最近、김훈(金薫 キム・フン)著『남한산성』(南漢山城)を読みました。

2013年10月29日 金薫小説

右側の本は、同じく金薫の書いた作品で、日本でも『孤将』というタイトルで
出版されています(蓮池薫訳)。

この小説を読んだきっかけは、韓国人に強く薦められたことです。
最初は、「ぜひ南漢山城を紹介したい。

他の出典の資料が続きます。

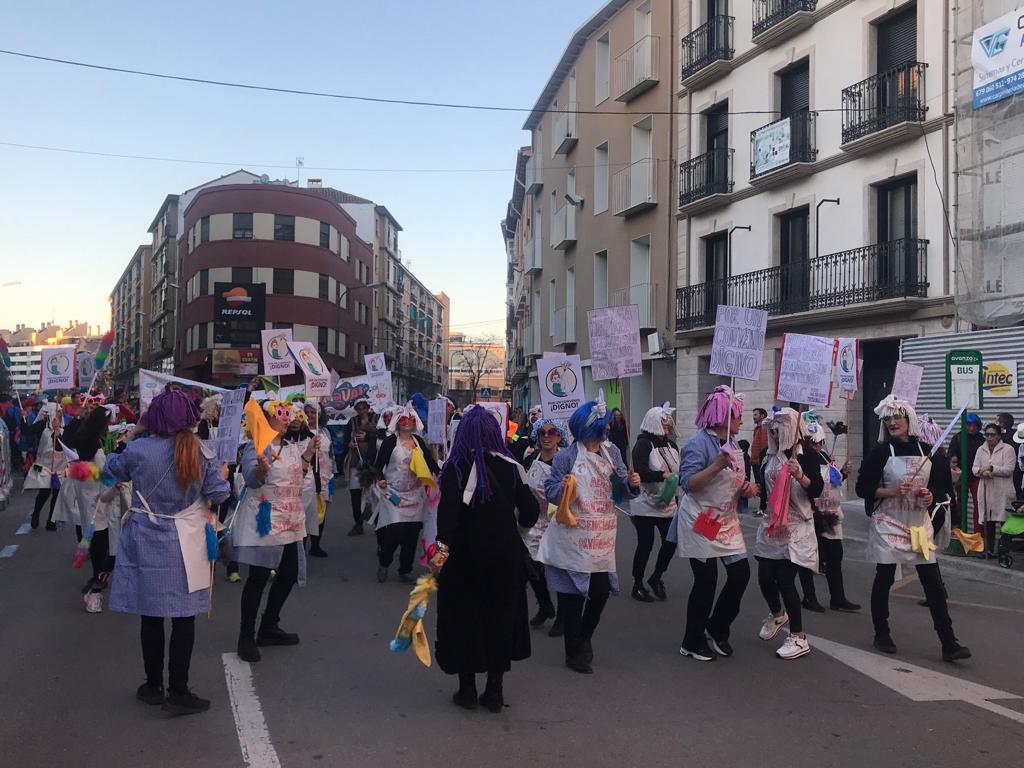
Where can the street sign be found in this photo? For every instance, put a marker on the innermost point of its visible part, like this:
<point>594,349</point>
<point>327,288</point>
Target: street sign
<point>965,379</point>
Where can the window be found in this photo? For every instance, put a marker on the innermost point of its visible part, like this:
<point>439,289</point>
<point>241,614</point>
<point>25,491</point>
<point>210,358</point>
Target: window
<point>242,225</point>
<point>284,282</point>
<point>284,227</point>
<point>601,178</point>
<point>602,67</point>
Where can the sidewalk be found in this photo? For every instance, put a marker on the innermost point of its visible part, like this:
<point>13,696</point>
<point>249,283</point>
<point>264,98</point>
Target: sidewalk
<point>972,567</point>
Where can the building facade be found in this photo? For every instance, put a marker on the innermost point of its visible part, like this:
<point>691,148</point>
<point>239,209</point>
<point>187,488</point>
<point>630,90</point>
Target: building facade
<point>300,247</point>
<point>130,320</point>
<point>814,174</point>
<point>591,222</point>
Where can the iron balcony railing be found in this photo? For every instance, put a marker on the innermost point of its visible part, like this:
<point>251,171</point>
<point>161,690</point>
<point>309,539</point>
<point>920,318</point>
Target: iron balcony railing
<point>767,13</point>
<point>706,174</point>
<point>884,100</point>
<point>708,43</point>
<point>783,142</point>
<point>886,270</point>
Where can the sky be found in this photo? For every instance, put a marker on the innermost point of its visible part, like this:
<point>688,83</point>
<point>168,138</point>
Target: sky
<point>70,222</point>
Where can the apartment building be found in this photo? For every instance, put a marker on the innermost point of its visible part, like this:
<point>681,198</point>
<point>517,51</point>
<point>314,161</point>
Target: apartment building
<point>592,221</point>
<point>814,179</point>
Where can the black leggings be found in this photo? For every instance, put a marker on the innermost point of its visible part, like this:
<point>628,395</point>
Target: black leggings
<point>252,591</point>
<point>182,639</point>
<point>935,592</point>
<point>581,613</point>
<point>645,543</point>
<point>699,616</point>
<point>779,578</point>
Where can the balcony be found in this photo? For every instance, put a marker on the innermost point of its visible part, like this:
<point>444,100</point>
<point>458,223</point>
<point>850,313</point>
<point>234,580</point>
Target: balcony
<point>563,129</point>
<point>535,174</point>
<point>708,52</point>
<point>563,227</point>
<point>705,181</point>
<point>563,331</point>
<point>884,109</point>
<point>644,295</point>
<point>783,150</point>
<point>635,187</point>
<point>897,269</point>
<point>775,20</point>
<point>636,71</point>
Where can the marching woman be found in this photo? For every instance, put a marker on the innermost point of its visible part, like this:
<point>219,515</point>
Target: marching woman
<point>485,505</point>
<point>162,568</point>
<point>900,486</point>
<point>827,523</point>
<point>50,463</point>
<point>548,435</point>
<point>711,475</point>
<point>655,459</point>
<point>579,547</point>
<point>400,499</point>
<point>268,528</point>
<point>785,537</point>
<point>315,491</point>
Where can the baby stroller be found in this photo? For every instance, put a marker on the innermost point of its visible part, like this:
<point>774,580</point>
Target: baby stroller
<point>1012,536</point>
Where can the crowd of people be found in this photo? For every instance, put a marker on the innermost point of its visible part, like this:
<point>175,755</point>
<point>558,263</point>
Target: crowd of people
<point>493,511</point>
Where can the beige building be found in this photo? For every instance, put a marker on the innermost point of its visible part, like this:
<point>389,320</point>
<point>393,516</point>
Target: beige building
<point>592,221</point>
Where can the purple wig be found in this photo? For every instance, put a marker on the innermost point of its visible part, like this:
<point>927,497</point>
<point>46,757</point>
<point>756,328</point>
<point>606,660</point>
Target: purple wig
<point>712,414</point>
<point>477,435</point>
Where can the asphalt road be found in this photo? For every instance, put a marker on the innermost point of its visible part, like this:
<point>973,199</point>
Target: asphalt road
<point>342,698</point>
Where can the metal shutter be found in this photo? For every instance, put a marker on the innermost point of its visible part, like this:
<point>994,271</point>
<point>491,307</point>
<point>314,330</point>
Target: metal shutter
<point>897,40</point>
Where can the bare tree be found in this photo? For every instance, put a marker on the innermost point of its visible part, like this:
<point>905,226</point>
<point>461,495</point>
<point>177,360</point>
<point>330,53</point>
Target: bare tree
<point>476,358</point>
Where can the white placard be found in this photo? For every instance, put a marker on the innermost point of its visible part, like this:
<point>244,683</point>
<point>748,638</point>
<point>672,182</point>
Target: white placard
<point>848,366</point>
<point>276,359</point>
<point>614,342</point>
<point>906,382</point>
<point>739,342</point>
<point>312,368</point>
<point>561,385</point>
<point>56,368</point>
<point>805,372</point>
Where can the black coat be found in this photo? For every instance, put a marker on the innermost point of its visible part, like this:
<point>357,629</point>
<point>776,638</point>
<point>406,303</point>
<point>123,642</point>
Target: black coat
<point>482,616</point>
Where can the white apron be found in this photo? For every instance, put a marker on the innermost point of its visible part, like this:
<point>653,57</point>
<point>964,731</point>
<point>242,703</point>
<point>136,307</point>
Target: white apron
<point>645,505</point>
<point>796,541</point>
<point>539,472</point>
<point>283,487</point>
<point>720,498</point>
<point>889,534</point>
<point>404,499</point>
<point>590,547</point>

一緒に行きましょう」と誘われたのですが、
行く前に『南漢山城』を読んでください、と言われ……
韓国の本は、エッセイや短編小説は読んだことがあるのですが、
長編はなかなかトライできず、一冊も読んだことがありませんでした。
今回、南漢山城行きたさ?に読み始めたのですが、400ページ近い歴史小説を、
約2週間で何とか最後まで読みました。
今まで読んだ韓国の本は、ほとんどが女性作家の作品で、男性作家の小説は初めて。
初めて読んだ長編小説ということでも、自分にとって記念の本になりました。

実は、知人におしえてもらうまで、私は南漢山城の存在すら知りませんでした。
以下、ウィキペディアに書いてあったことをもとに、小説の背景となった
南漢山城での歴史的な出来事などについて、紹介したいと思います。


南漢山城は、京畿道広州市、河南市、城南市に広がる南漢山にある山城です。
丙子胡乱(1636-1637)の際、仁祖(在位1623-1649)が入城して清と対抗した
場所であり、小説はこの事件を元に書かれています。
丙子胡乱とはーー

1636年、後金のホンタイジは皇帝に即位し、国号を清と改め、朝鮮に対し臣従するよう要求。しかし仁祖は拒絶。
清は朝鮮に謝罪しなければ攻撃すると脅かしたが、朝鮮は黙殺。これに激怒したホンタイジは、朝鮮侵攻を決意。
仁祖は、江華島に逃れて抗戦する予定だったが、清軍の進撃速度があまりにも速くて間に合わず、
将兵と共に南漢山城に。ところが城を包囲され、40日余りの籠城の末降伏、和議が結ばれた。
(三田渡の盟約)
1637年1月30日、仁祖は漢江南岸の三田渡にある清軍陣営に出向き、清への降伏の礼を行わされた。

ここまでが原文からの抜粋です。